AT RANDOM: Riding the winter blues

The sunny Okanagan has not been living up to its name for quite some time and frankly, it’s getting on my nerves

The sunny Okanagan has not been living up to its name for quite some time and frankly, it’s getting on my nerves.

From a young age, winter was something I looked forward to for one reason: hitting the slopes. No matter how dreary and grey it is in town, heading up above the clouds to Silver Star always makes me happy.

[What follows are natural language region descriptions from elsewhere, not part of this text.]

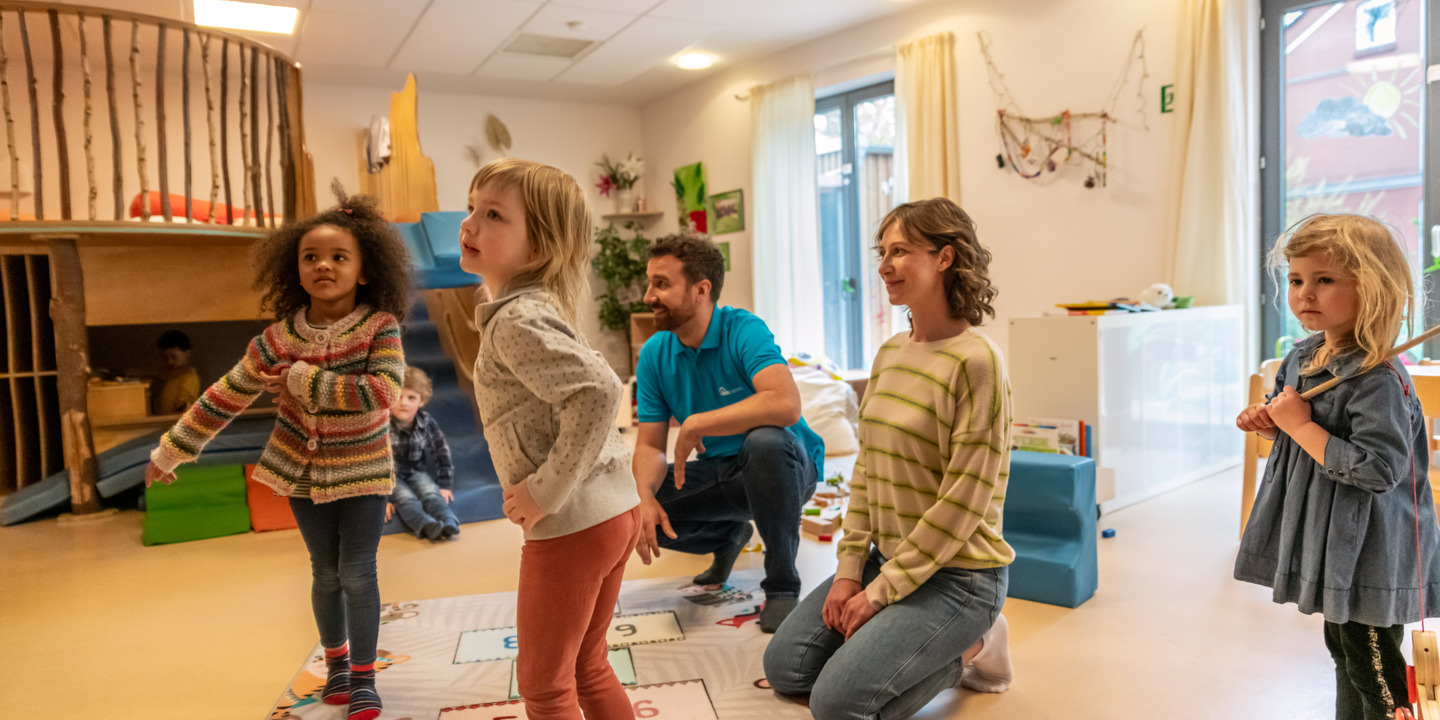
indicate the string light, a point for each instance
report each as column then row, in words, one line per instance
column 1034, row 146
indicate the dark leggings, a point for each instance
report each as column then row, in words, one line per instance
column 342, row 537
column 1370, row 670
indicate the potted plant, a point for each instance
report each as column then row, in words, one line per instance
column 621, row 177
column 619, row 262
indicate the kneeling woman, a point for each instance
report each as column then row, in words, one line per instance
column 915, row 605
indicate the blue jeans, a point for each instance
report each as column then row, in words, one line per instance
column 897, row 661
column 768, row 481
column 418, row 501
column 342, row 537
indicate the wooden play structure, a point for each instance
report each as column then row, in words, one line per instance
column 405, row 189
column 144, row 157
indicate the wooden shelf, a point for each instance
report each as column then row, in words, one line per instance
column 641, row 218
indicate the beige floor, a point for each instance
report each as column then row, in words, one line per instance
column 95, row 625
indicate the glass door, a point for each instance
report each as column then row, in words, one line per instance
column 854, row 143
column 1345, row 115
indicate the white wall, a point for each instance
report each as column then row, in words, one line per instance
column 570, row 136
column 1053, row 239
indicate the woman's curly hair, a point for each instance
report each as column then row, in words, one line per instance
column 385, row 262
column 941, row 223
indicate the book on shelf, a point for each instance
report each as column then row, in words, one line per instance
column 1050, row 435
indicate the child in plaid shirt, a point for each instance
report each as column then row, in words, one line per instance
column 421, row 498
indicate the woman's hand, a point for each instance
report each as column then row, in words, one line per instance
column 154, row 474
column 840, row 594
column 520, row 506
column 857, row 612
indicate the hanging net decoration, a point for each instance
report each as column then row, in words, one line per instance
column 1033, row 146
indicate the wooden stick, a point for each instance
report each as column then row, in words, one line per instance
column 58, row 108
column 255, row 137
column 72, row 362
column 140, row 120
column 117, row 162
column 92, row 190
column 225, row 128
column 185, row 118
column 270, row 136
column 160, row 126
column 209, row 118
column 245, row 140
column 9, row 128
column 287, row 157
column 35, row 121
column 1397, row 350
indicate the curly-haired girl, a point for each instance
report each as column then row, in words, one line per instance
column 337, row 282
column 1337, row 523
column 923, row 568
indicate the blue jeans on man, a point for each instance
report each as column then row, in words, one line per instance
column 422, row 509
column 768, row 481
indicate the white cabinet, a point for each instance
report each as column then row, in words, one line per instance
column 1159, row 390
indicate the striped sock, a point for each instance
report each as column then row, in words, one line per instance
column 337, row 676
column 365, row 702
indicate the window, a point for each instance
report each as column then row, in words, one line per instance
column 1344, row 113
column 854, row 141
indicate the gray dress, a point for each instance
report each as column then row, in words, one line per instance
column 1339, row 537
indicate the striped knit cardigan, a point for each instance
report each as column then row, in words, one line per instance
column 343, row 379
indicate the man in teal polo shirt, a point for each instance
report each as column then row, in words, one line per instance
column 719, row 373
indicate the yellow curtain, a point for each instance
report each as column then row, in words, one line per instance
column 1213, row 251
column 925, row 90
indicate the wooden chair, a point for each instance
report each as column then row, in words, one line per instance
column 1427, row 388
column 1256, row 447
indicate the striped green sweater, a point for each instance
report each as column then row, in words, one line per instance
column 933, row 462
column 343, row 379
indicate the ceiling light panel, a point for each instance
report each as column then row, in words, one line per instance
column 455, row 36
column 245, row 16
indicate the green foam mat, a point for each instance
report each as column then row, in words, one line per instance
column 203, row 501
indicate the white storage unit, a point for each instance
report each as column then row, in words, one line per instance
column 1159, row 392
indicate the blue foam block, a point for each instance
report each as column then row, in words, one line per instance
column 1050, row 523
column 442, row 234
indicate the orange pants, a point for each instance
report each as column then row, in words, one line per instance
column 568, row 592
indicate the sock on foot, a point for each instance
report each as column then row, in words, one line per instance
column 775, row 612
column 720, row 568
column 365, row 702
column 990, row 671
column 337, row 676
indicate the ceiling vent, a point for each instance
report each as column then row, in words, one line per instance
column 546, row 45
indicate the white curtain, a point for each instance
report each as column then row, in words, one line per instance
column 788, row 293
column 929, row 149
column 1214, row 249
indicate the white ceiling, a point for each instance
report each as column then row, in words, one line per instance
column 455, row 45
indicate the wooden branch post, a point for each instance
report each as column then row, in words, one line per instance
column 35, row 121
column 162, row 162
column 58, row 107
column 9, row 131
column 72, row 362
column 117, row 160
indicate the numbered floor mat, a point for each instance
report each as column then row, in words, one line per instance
column 681, row 651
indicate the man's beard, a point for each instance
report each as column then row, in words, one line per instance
column 673, row 317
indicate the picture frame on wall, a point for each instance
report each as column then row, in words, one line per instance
column 726, row 212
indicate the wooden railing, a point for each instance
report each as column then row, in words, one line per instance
column 144, row 79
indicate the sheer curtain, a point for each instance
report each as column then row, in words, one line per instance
column 1214, row 248
column 929, row 149
column 786, row 221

Even if it’s cloudy up there, there’s  magic to the scent of the pine trees and the scent of the mountain air. The snow even seems to have a scent, although I suspect that’s not possible.

But this year, I’m right there with everyone else whining about winter, thanks to a knee injury I incurred on the very first day of skiing, halfway down the first run.

Much pain, swelling and inability to walk without a limp followed. I figured it would get better and wasn’t too worried as I had Christmas to get through, so January I’d be back up on the hill.

No such luck: official diagnosis is a torn ACL. Apparently we need a functioning anterior cruciate ligament to help connect the femur to the tibia.

When I told my husband that I’m sick of winter and I can’t take another day without sun he pointed out that it’s always like this in January. Is it? I don’t remember. Every January we’re up at Silver Star, interrupted last year by a tropical vacation, so I don’t really remember.

A recent long weekend in Vancouver didn’t help. Yes, it rains a lot there, but when it’s not, there’s nowhere I’d rather be (in the northern hemisphere anyway): sunny, not a cloud in the sky, no icy sidewalks to pick through and no toques or gloves required. It was blissful.

I now understand that Seasonal Affective Disorder is a real thing. I used to wonder how people got through winter without taking part in some kind of winter sport. I still wonder.

So while the movements involved in downhill skiing aren’t recommended at the moment, I’m planning on making the most of winter and so will be skating, tubing and snowshoeing. Anything to get above the clouds. Or I’ll sit with a book and a latte and pretend I’m still a skier.

Meanwhile, it turns out that when you’re not skiing, there is a lot to do.

With last week off work, I managed to get to some early spring cleaning: purging the house of things we no longer need and donating them to a good cause; organizing photographs from last year’s aforementioned holiday; all of the things that most of us can’t get to, between working full-time, looking after children and running a household.

And when you’re not rushing up to the hill every weekend, there is a lot going on down here. I’ve actually been to a few movies, gone to the fabulous children’s show, 20,000 Leagues Under the Sea, at the Vernon and District Performing Arts Centre; been skating at Kal Tire Place; the dog is getting a lot more weekend walks; and I’m not completely fried from fresh mountain air at 4 in the afternoon.

Still, I’m determined to be a star physical therapy patient so I can resume normal activities before the end of the season, as I look forward to once again feeling that wonderful exhaustion that only a day playing in the mountains provides.